By Ronda Racha Penrice
Fort Worth, Texas native Channing Godfrey Peoples’ female-centered film, Miss Juneteenth, is making an impression, receiving high praise from both critics and audiences. Named in homage to the state’s widely celebrated holiday marking the day the Union Army arrived in Galveston to enforce the freedom promised to the enslaved in President Abraham Lincoln’s Emancipation Proclamation, the film is very special for Peoples.
“It’s a super personal film because [the] Miss Juneteenth [pageant] was so formative for me,” Peoples explains. “It gave me a sense of confidence I feel that I didn’t appreciate until I was an adult. Where most people are like ‘I want to be a Miss America;’ I was like ‘No, I want to be a Miss Juneteenth.’”

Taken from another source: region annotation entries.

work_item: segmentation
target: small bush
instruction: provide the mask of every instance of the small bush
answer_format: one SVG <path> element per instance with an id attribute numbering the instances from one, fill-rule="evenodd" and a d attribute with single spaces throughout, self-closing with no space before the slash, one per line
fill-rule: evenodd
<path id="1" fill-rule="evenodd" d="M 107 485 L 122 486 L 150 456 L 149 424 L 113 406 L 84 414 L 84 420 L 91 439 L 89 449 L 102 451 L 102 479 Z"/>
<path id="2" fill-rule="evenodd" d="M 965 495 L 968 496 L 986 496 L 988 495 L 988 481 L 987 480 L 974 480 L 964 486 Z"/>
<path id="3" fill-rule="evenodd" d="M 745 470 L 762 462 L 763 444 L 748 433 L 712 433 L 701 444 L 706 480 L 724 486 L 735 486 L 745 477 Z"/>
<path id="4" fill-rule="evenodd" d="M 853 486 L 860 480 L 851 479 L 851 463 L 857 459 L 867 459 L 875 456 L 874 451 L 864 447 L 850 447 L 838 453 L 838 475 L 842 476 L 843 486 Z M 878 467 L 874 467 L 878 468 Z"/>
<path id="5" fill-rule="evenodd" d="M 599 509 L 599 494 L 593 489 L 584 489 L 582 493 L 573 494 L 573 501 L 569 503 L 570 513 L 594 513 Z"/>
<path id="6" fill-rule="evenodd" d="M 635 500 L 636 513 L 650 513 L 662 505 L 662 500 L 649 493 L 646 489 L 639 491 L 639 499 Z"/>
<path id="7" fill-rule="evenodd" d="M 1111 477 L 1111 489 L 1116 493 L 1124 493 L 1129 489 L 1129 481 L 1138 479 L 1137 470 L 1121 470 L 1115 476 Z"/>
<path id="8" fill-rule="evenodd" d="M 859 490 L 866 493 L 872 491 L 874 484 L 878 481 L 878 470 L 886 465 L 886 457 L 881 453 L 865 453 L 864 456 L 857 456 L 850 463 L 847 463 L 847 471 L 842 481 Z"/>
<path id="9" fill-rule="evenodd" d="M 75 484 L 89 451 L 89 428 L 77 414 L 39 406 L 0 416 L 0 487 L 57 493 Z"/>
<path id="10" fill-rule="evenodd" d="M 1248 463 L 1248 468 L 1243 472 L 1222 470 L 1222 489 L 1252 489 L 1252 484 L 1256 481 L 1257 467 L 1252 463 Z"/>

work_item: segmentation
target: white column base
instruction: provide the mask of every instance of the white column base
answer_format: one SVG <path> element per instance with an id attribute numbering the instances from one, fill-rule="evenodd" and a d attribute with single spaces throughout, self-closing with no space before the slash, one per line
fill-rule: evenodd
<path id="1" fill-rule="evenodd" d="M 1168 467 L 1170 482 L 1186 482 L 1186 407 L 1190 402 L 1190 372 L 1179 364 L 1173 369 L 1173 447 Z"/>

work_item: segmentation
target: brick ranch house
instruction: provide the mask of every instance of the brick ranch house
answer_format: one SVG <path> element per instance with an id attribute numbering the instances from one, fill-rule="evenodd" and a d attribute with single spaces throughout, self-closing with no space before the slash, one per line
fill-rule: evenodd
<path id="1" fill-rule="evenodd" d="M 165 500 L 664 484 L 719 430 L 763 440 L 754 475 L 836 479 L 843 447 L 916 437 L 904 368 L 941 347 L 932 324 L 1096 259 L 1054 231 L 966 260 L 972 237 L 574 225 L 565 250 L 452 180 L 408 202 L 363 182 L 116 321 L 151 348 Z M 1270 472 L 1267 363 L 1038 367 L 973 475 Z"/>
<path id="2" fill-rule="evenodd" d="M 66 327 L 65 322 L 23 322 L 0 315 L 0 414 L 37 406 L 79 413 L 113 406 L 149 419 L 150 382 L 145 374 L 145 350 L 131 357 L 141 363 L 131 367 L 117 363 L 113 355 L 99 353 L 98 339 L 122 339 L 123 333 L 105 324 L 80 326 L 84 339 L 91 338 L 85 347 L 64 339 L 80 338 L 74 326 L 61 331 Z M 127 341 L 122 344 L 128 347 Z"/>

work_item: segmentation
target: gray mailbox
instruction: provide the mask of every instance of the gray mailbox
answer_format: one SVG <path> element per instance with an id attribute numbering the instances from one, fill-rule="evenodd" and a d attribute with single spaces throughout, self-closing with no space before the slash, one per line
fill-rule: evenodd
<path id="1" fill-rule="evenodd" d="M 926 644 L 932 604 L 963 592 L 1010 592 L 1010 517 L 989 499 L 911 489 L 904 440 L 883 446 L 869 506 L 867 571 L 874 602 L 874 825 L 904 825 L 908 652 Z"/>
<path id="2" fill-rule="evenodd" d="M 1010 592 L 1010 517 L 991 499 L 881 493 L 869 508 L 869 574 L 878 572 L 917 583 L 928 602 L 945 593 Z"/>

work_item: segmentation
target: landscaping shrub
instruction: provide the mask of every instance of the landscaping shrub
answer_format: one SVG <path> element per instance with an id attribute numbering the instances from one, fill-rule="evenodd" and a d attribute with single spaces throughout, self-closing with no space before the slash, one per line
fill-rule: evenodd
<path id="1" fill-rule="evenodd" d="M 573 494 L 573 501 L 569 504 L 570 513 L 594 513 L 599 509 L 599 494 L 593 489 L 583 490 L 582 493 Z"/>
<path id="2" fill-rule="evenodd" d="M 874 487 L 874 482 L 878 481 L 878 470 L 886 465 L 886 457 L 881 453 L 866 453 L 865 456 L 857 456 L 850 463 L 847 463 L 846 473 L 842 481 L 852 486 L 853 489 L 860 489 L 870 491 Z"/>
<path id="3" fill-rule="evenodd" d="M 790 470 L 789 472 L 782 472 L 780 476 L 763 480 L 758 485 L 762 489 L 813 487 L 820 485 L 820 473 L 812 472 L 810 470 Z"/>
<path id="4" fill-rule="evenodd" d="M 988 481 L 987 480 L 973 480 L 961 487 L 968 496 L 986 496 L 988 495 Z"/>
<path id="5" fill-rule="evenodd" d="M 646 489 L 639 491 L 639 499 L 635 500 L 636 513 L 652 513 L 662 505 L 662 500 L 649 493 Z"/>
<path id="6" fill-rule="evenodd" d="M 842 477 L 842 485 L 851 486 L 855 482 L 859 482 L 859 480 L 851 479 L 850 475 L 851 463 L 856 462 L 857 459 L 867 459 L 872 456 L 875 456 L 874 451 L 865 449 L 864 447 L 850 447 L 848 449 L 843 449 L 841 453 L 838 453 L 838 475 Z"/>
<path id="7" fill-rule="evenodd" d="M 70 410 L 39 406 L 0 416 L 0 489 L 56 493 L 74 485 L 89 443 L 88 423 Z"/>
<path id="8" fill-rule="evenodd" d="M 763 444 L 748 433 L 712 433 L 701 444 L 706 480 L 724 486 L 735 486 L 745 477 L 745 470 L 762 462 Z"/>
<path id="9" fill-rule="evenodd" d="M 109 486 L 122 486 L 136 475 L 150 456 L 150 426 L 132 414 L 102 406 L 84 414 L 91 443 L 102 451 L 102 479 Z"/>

Although the pandemic greatly slowed the indie film’s release schedule, that hasn’t stopped people from embracing it digitally. With Shame standout and Sleepy Hollow star Nicole Beharie at its center, how could they not?
Beharie plays Turquoise Jones, a former Miss Juneteenth who is now a struggling mother determined that her daughter Kai, played by the delightful Alexis Chikaeze, a Texas native, will also win the crown. This time, however, Kai will cash in on its promise of a better life that Turquoise didn’t. Kai has other ideas, however. And her daddy Ronnie, Turquoise’s estranged husband (played by Houston native and Insecure star Kendrick Sampson), is more a hindrance than an aide in Turquoise’s grand plan.
When Beharie read for the role, Peoples said “I saw the nuance I was looking for.” And with Chikaeze, she says “there was a spark in her that made me want to reach out to her.”
Turquoise and Kai’s relationship is extremely central, and grounding even, to the film. “What was important for me in the journey was for people to see that Turquoise is navigating this idea of her lost dream and navigating her own disappointment,” Peoples explains. “So much of it is about these hopes and dreams for her daughter that she’s clinging to. But, at the same time, I wanted to convey the idea that Kai has our own hopes and dreams for herself. They both grow together in a way and individually.”
That mother-daughter relationship shifted in important ways when Peoples had to delay filming to welcome her own little girl to the world. “I had the opportunity to see the film in a different way as a mother. In learning how to be a mom, I experienced this thing that I never experienced before,” she shares. “When I had my daughter, I just wanted to hold her tight and protect her. . . . I had fears about her future and could I live up to taking care of this young, Black woman in a world that often doesn’t support young, Black women.”
Communicating those hopes and fears were honed long before Peoples began sitting behind a camera. Her first lessons in storytelling came from Black women writers Maya Angelou, Gloria Naylor, Toni Morrison and more, as well as from female-centered plays like the iconic For Colored Girls, that she saw through community theater. These experiences, she insists, are the reason for the Black female aesthetic some noticed infused in her work.
“To be honest, I just didn’t know any other way to be. I think the fact that I came to cinema late, in a way, was a mixed blessing because my lens literally [came] from community theater that I talked about, but also from literature. Those were the pictures that played in my head,” she explains.
“Those women were who inspired me on this journey,” she continues. “I was so inspired by the way they were able to put these multilayered stories on the page, these complex stories about Black women. I remember being transformed by reading [Toni Morrison’s] Sula. . .They were books that just made the hair on the back of my neck stand up and I knew that those were the kinds of stories that I wanted to tell.”